Although our genetically similar primate relatives are frugivorous, we know better. That’s why we eat them.
Since I love eating primates and other endangered species, when I visited Iceland, I thought I’d give shark meat a try. I had actually tried it once before, but the Chinese method of simply de-finning wild sharks and leaving them to flap around and eventually die in the ocean, all for a bowl of boring old soup, just didn’t do it for me and my intrepid palate anymore. I decided to take things up a notch with buried, rotten, fermented, and dried shark flesh.

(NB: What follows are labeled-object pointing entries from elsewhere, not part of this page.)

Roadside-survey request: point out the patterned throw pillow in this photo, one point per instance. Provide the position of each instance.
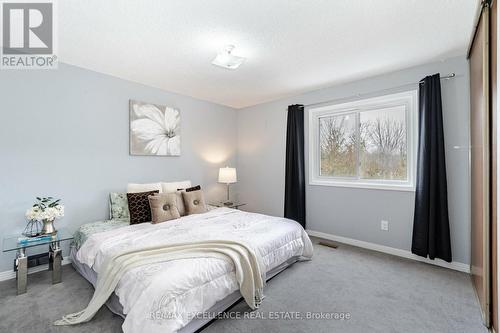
(118, 206)
(194, 202)
(163, 207)
(138, 206)
(180, 200)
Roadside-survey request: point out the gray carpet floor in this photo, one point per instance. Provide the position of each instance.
(379, 293)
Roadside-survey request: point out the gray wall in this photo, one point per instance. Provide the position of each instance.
(64, 133)
(350, 212)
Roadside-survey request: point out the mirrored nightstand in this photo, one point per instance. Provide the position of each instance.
(11, 243)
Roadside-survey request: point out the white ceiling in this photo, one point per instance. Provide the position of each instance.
(292, 46)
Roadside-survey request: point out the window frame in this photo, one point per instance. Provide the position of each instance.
(407, 98)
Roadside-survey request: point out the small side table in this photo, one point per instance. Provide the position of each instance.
(234, 204)
(11, 243)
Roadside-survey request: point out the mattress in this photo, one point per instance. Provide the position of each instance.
(168, 296)
(114, 305)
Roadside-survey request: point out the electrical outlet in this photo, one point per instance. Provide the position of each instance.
(384, 225)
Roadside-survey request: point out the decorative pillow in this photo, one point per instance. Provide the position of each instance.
(137, 188)
(118, 206)
(163, 207)
(173, 186)
(138, 206)
(194, 202)
(190, 189)
(180, 203)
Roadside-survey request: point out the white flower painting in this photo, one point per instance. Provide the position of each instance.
(154, 130)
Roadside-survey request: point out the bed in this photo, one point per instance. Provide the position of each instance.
(184, 295)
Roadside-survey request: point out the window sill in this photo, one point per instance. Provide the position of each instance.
(369, 186)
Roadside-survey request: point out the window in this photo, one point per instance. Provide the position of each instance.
(367, 143)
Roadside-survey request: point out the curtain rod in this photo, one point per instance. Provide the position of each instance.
(445, 77)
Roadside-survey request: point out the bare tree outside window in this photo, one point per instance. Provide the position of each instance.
(338, 145)
(383, 155)
(377, 141)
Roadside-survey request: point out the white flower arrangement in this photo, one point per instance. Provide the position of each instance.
(45, 209)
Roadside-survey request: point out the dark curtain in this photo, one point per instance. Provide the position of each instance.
(431, 230)
(295, 183)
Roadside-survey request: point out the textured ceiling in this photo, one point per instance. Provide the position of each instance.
(292, 46)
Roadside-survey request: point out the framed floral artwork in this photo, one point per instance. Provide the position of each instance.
(154, 129)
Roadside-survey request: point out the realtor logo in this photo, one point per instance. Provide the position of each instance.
(28, 35)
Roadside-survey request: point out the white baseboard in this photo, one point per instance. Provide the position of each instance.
(458, 266)
(7, 275)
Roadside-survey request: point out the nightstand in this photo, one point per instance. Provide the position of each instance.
(11, 243)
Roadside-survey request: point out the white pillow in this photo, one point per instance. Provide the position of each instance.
(136, 188)
(174, 186)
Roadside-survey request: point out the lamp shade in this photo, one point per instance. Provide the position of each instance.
(227, 175)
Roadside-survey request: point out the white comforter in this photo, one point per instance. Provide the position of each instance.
(165, 297)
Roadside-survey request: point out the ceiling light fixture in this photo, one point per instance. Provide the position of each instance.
(226, 60)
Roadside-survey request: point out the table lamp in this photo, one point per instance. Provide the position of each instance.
(227, 176)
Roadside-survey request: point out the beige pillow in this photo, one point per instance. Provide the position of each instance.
(194, 202)
(163, 207)
(174, 186)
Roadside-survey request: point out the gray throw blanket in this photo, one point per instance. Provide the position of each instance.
(248, 265)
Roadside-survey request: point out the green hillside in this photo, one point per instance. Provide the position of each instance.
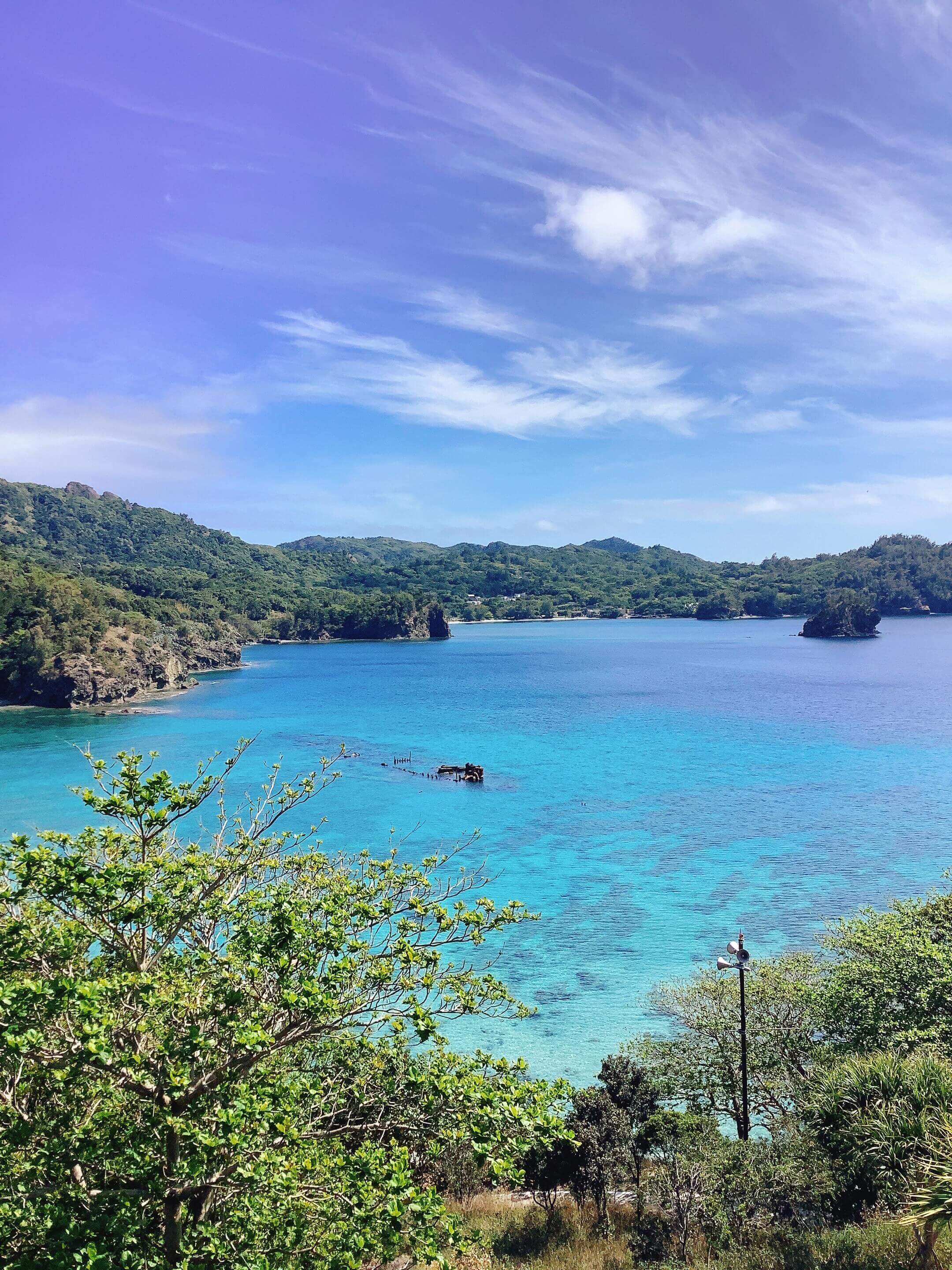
(104, 598)
(615, 577)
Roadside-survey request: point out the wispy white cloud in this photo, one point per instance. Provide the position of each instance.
(886, 503)
(55, 439)
(559, 388)
(469, 312)
(780, 234)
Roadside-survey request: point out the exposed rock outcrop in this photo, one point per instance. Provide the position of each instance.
(844, 615)
(126, 666)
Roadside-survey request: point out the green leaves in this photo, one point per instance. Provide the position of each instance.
(202, 1054)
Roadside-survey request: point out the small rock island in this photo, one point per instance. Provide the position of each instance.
(844, 615)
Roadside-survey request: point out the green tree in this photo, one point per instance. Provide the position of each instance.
(890, 983)
(697, 1064)
(876, 1117)
(205, 1041)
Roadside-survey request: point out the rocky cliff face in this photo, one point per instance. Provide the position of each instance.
(429, 623)
(844, 615)
(126, 666)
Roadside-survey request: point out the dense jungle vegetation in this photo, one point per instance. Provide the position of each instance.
(210, 1057)
(616, 577)
(77, 563)
(167, 560)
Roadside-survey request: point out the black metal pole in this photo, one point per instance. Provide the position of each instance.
(746, 1110)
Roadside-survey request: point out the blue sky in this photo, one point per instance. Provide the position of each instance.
(539, 272)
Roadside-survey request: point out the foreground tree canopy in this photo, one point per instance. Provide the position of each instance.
(210, 1044)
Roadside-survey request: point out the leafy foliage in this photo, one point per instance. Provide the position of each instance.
(207, 1046)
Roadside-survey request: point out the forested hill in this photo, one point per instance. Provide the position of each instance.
(113, 596)
(103, 600)
(615, 577)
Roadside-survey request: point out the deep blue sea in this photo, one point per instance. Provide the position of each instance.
(651, 785)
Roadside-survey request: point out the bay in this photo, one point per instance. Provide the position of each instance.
(651, 785)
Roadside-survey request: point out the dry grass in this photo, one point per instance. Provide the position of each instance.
(518, 1237)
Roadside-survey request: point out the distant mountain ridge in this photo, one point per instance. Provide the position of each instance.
(145, 596)
(614, 577)
(103, 600)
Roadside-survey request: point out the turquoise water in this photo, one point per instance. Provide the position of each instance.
(651, 787)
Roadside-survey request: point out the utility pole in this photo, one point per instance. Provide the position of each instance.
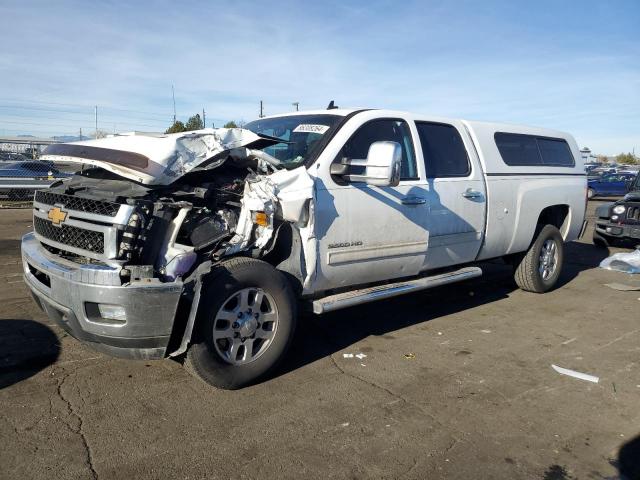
(173, 95)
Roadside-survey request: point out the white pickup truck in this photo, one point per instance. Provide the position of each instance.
(205, 243)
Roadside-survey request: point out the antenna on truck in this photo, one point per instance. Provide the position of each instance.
(173, 94)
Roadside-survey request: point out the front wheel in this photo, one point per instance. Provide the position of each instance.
(538, 269)
(245, 323)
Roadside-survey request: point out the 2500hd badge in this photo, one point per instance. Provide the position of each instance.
(346, 244)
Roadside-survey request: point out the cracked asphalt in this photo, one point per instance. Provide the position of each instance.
(454, 382)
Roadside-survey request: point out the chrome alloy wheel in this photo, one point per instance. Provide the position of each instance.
(245, 325)
(548, 259)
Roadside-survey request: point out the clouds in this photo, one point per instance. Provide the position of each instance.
(561, 66)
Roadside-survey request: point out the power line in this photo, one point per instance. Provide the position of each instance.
(88, 112)
(77, 105)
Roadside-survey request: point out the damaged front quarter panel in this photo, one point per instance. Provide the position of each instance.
(284, 195)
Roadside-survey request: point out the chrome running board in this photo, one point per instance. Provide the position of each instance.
(371, 294)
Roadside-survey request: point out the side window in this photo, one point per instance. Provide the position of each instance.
(555, 152)
(443, 150)
(527, 150)
(357, 147)
(518, 150)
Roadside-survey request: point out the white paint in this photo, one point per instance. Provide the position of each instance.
(170, 155)
(311, 128)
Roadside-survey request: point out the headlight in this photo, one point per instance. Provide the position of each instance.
(619, 209)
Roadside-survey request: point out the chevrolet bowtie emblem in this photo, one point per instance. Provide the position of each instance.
(57, 216)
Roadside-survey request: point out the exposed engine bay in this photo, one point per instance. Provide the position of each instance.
(215, 197)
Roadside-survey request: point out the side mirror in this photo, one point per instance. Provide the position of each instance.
(381, 167)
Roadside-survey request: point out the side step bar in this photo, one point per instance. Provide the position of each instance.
(371, 294)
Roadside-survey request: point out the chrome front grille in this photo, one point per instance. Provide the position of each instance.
(633, 213)
(75, 237)
(84, 227)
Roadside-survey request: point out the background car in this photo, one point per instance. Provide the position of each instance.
(31, 169)
(611, 184)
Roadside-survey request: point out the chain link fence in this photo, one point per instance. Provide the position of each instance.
(20, 179)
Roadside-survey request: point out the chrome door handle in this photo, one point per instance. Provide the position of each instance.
(413, 200)
(469, 193)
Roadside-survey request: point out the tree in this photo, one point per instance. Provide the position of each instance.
(626, 159)
(194, 123)
(177, 127)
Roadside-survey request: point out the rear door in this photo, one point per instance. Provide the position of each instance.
(455, 193)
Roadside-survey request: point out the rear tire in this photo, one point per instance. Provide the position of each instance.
(245, 324)
(538, 269)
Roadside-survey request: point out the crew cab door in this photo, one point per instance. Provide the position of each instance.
(367, 233)
(455, 192)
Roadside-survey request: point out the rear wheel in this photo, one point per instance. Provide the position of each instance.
(538, 269)
(245, 324)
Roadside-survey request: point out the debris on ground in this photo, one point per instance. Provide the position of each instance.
(622, 287)
(623, 262)
(358, 355)
(573, 373)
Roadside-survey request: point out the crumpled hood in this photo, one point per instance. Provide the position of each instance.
(156, 159)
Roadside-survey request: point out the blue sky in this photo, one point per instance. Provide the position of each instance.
(573, 66)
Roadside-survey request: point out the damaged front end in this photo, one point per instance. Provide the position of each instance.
(119, 251)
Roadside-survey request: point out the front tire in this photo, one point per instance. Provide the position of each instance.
(245, 324)
(600, 240)
(538, 269)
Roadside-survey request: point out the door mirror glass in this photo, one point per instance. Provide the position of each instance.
(382, 167)
(383, 164)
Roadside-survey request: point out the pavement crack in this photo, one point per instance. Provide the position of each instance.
(394, 395)
(78, 428)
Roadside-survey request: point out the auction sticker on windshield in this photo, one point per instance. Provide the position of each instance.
(311, 128)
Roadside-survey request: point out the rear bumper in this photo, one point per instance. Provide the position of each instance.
(606, 228)
(69, 294)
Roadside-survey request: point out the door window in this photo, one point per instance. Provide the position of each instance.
(443, 150)
(357, 147)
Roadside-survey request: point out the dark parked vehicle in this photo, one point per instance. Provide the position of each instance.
(621, 219)
(611, 184)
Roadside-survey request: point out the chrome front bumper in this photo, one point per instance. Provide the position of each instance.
(69, 293)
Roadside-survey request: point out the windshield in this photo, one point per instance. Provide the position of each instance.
(300, 135)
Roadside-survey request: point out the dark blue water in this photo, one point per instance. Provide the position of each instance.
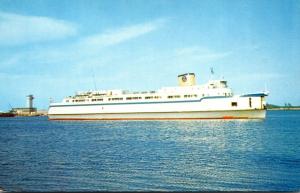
(41, 155)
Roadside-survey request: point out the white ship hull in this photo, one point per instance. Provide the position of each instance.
(234, 114)
(203, 108)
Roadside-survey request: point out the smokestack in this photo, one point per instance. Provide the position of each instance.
(29, 101)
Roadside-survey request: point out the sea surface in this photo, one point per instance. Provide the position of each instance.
(207, 155)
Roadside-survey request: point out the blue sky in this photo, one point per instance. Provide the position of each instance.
(53, 48)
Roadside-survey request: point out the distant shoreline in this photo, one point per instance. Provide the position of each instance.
(284, 109)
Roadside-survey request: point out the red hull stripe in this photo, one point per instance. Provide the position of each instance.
(113, 119)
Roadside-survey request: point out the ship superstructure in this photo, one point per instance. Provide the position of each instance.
(213, 100)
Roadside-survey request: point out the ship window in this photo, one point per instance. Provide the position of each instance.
(117, 99)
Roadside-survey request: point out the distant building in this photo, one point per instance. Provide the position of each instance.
(26, 111)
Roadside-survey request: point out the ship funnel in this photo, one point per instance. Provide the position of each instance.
(187, 79)
(29, 101)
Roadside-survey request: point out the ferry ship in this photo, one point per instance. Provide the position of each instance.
(213, 100)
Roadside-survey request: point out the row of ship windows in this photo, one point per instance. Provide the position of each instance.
(138, 98)
(133, 98)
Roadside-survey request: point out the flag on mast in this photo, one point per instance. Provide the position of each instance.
(211, 70)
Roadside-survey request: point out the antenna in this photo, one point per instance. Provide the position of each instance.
(94, 82)
(211, 72)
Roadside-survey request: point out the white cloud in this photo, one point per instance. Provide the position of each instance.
(19, 29)
(200, 54)
(120, 35)
(80, 54)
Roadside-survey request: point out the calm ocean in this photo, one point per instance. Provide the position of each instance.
(229, 155)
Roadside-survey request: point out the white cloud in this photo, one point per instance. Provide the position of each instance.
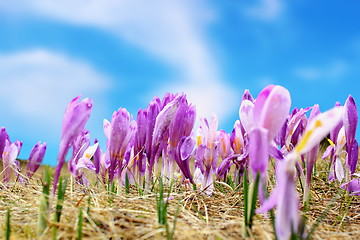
(36, 85)
(266, 10)
(171, 30)
(332, 71)
(208, 98)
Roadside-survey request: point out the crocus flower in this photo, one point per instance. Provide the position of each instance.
(79, 145)
(352, 186)
(182, 156)
(246, 114)
(350, 123)
(334, 151)
(139, 142)
(284, 195)
(3, 137)
(206, 159)
(161, 129)
(9, 155)
(76, 115)
(311, 157)
(271, 109)
(122, 131)
(36, 156)
(181, 127)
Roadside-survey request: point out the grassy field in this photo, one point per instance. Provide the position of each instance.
(190, 214)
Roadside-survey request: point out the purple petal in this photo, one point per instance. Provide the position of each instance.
(354, 157)
(36, 156)
(258, 150)
(186, 147)
(271, 109)
(75, 118)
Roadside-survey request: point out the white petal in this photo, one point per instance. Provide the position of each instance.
(107, 128)
(318, 128)
(246, 114)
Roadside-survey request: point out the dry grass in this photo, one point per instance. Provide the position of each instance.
(131, 216)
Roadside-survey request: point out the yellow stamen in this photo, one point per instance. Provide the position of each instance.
(307, 136)
(331, 142)
(198, 140)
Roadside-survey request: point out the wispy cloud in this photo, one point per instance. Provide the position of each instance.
(36, 86)
(174, 31)
(332, 71)
(266, 10)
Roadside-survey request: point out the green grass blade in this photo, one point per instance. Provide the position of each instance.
(8, 225)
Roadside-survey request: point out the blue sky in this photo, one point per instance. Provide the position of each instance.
(122, 53)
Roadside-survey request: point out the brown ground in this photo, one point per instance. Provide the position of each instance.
(131, 216)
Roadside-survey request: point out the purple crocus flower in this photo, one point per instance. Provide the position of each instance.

The softies over at World Atlas describe the dish as “a full-on assault on the nostrils from a putrid smell that is reminiscent of rotten cheese mixed with ammonia.” That didn’t deter me, and I thought it tasted amazing.
You see, what we consider delicious is often not objective, but is based on our emotions around food due to social conditioning. Worldly critical thinkers like myself see past all that. But that doesn’t mean I’m about to indulge vegetarians in their weirdo hippie “ethics.” Sure, some people call me disgusting, and I call them wusses. Vegetarian cuisine is so drab, and even the Western diet of cows, pigs, and chickens gets monotonous. I say, if you’re going to be an avid meat eater, then all animals should literally be fair game!
Welcome back to the dark side, animal rights enthusiasts. See how you’ve been missing out?